See the FAQ for general Covid-19 Nevada State Park guidelines for an idea of what to expect. Or call.
“All Nevada State Parks are open for day-use: Some parks have limited hours of operation and may close at varying times throughout the day once they reach a capacity that still allows for effective social distancing.
Most Nevada State Park visitor centers, museums, and gift shops have reopened. Within Lake Tahoe Nevada State Park, the parking lot at Memorial Point and the Tahoe East Shore Trail between Memorial Point and Sand Harbor are closed until further notice. All group-use areas are closed until further notice.”

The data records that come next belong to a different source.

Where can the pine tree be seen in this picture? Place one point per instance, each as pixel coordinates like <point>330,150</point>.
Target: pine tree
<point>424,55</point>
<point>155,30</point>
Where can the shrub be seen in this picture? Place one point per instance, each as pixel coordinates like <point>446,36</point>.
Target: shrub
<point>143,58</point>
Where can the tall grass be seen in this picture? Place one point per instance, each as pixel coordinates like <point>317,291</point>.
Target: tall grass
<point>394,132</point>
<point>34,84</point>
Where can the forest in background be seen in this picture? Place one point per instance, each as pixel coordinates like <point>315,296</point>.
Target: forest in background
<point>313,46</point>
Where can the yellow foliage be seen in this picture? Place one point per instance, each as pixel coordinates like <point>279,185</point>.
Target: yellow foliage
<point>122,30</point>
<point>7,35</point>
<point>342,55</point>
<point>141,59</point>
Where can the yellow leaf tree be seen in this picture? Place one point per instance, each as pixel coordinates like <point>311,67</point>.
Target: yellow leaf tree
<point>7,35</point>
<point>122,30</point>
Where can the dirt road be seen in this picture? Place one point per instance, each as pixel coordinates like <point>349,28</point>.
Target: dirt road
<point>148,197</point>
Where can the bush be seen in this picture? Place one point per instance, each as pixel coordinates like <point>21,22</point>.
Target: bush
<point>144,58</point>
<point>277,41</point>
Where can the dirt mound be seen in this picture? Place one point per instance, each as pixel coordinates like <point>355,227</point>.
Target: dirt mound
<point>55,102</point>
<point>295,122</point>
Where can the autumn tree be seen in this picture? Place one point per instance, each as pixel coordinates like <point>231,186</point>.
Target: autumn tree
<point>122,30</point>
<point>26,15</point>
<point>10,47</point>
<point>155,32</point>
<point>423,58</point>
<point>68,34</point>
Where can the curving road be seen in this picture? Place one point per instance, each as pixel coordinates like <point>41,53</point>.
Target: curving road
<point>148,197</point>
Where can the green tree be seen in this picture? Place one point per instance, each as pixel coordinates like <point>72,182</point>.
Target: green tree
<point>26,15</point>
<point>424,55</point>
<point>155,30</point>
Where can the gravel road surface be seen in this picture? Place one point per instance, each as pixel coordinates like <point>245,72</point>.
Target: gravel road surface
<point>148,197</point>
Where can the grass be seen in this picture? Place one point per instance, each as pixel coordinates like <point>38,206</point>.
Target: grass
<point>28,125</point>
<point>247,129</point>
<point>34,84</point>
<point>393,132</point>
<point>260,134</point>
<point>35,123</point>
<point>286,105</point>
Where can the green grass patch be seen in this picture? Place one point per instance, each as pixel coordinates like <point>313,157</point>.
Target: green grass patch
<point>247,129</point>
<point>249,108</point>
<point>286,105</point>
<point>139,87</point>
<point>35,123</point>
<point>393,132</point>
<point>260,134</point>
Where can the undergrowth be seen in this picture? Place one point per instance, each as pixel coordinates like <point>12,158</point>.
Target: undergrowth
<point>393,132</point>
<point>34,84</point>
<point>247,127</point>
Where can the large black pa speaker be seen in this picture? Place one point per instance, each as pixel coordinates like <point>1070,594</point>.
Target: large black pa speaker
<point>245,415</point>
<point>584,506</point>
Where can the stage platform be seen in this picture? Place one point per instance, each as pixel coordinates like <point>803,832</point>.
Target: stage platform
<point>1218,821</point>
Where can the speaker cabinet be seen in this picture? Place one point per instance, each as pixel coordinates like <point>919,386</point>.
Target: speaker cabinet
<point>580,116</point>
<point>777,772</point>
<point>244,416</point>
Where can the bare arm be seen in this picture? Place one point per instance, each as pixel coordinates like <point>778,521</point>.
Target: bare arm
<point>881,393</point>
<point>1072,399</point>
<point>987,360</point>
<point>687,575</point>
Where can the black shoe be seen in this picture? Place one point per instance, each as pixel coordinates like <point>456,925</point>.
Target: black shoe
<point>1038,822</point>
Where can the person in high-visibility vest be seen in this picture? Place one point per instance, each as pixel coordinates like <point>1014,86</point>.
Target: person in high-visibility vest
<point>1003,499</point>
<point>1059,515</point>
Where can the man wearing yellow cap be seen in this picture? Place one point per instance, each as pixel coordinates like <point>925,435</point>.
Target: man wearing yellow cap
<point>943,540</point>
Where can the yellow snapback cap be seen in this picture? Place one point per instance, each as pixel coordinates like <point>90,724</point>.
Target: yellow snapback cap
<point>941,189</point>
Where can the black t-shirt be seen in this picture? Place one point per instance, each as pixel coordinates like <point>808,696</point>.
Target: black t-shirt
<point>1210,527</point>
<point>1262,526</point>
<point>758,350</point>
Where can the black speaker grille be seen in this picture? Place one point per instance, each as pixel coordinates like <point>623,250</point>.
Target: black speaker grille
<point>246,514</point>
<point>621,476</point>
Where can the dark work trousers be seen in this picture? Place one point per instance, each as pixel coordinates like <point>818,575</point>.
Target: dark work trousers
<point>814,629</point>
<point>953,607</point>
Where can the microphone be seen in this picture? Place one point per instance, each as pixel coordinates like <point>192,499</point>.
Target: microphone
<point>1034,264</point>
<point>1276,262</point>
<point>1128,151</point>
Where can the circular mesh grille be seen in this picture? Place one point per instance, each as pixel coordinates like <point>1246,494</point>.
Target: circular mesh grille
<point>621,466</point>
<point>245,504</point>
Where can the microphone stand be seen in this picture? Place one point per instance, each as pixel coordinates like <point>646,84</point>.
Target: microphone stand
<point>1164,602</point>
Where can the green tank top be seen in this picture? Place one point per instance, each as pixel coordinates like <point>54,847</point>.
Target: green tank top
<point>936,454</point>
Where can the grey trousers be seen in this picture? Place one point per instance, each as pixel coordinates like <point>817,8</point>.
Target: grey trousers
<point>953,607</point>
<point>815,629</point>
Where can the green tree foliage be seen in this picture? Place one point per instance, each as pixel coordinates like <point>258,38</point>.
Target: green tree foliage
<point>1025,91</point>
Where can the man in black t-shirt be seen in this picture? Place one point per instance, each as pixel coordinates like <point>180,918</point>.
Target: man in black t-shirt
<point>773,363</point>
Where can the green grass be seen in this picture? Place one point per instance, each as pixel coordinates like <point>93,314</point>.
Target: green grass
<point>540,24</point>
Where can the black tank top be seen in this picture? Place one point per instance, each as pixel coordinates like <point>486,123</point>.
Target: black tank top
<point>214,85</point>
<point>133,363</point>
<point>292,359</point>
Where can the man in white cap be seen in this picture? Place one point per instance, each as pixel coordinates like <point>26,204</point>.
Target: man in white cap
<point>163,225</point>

Trip Advisor is a nice resource for planning your visit.
6.) Drive-in Las Vegas
In the time of Covid this local drive in theater has become a legend. Known as Drive-in Las Vegas, officially West Wind Las Vegas Drive-in. They fought to stay open while meeting tight restrictions, including closing down the snack bar. The drive-in succeeded at keeping guests safe while providing a much desired entertainment outlet. Needless to say they have won the hearts of Vegas locals forever. Take it from their excellent Yelp reviews. I’m an architecture buff so what I am most excited to see are the golden arches and lit up retro signage. Arrive early because tickets cannot be purchased in advance. There are no pets allowed! (Although I did see some Yelp reviews sneaking puppers under a blanket… reminds me of my childhood shhhh)
Waiting for Re-Opening
The Springs Preserve is on my bucket list so we’ll be watching for the re-opening plans. As of writing this it is still closed for Covid-19. Commonly known as the “birthplace of Las Vegas,” the Springs Preserve is a 180-acre cultural institution designed to commemorate Las Vegas’ dynamic history and to provide a vision for a sustainable future.
Let’s Not Mess This Up
Fact: 44% of Covid-19 spread has been caused by people without symptoms. Up to 80% of people infected are unaware they have the virus. (Source)

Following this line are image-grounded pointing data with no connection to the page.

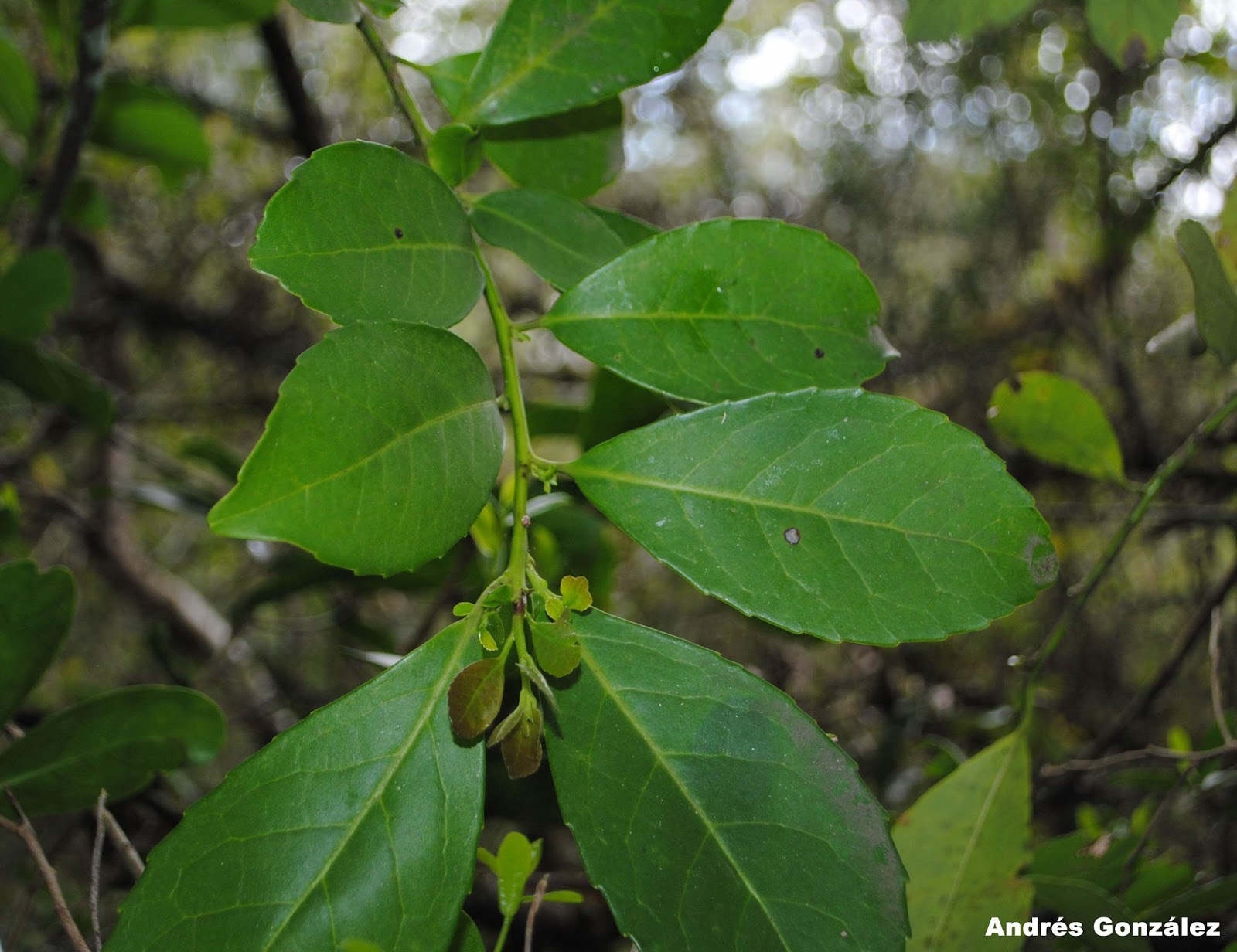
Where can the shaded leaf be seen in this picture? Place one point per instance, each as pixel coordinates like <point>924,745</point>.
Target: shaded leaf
<point>558,238</point>
<point>556,646</point>
<point>364,233</point>
<point>39,284</point>
<point>455,152</point>
<point>845,515</point>
<point>360,468</point>
<point>360,821</point>
<point>1131,31</point>
<point>727,309</point>
<point>1215,302</point>
<point>521,747</point>
<point>548,56</point>
<point>49,377</point>
<point>36,611</point>
<point>964,842</point>
<point>475,696</point>
<point>1059,420</point>
<point>175,14</point>
<point>114,741</point>
<point>150,125</point>
<point>711,810</point>
<point>933,20</point>
<point>19,90</point>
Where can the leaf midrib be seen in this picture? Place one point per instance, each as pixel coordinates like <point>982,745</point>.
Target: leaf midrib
<point>711,828</point>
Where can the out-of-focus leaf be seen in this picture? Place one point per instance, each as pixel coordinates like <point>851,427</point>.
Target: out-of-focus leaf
<point>550,56</point>
<point>1131,31</point>
<point>845,515</point>
<point>36,611</point>
<point>1215,302</point>
<point>558,238</point>
<point>1059,420</point>
<point>359,468</point>
<point>964,842</point>
<point>31,291</point>
<point>360,821</point>
<point>667,754</point>
<point>114,741</point>
<point>364,233</point>
<point>150,125</point>
<point>727,309</point>
<point>19,90</point>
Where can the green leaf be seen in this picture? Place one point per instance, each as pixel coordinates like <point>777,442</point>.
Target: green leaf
<point>475,696</point>
<point>36,611</point>
<point>1215,303</point>
<point>711,810</point>
<point>1131,31</point>
<point>455,152</point>
<point>727,309</point>
<point>521,747</point>
<point>35,287</point>
<point>556,646</point>
<point>364,470</point>
<point>360,821</point>
<point>517,859</point>
<point>561,239</point>
<point>574,154</point>
<point>49,377</point>
<point>845,515</point>
<point>933,20</point>
<point>331,12</point>
<point>364,233</point>
<point>1058,420</point>
<point>19,90</point>
<point>548,56</point>
<point>114,741</point>
<point>150,125</point>
<point>964,842</point>
<point>181,14</point>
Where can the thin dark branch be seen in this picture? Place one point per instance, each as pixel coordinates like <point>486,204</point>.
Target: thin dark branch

Be considerate and please wear a mask to protect you and to protect me when out in public. Whether you’re indoors or outdoors it doesn’t matter if other people outside your household are nearby. You can prevent the “second wave” to keep Nevada successfully open.
When it comes to dog etiquette do not pet strangers’ dogs. At least for now during this fragile stage of recovery. While dogs cannot get infected they can carry the germ on their fur like any other surface. Just like shaking hands. We’ve mastered a parade wave and awkwardly decline well mean, polite strangers by simply replying “she’s nervous coming out of quarantine, yes she bites.”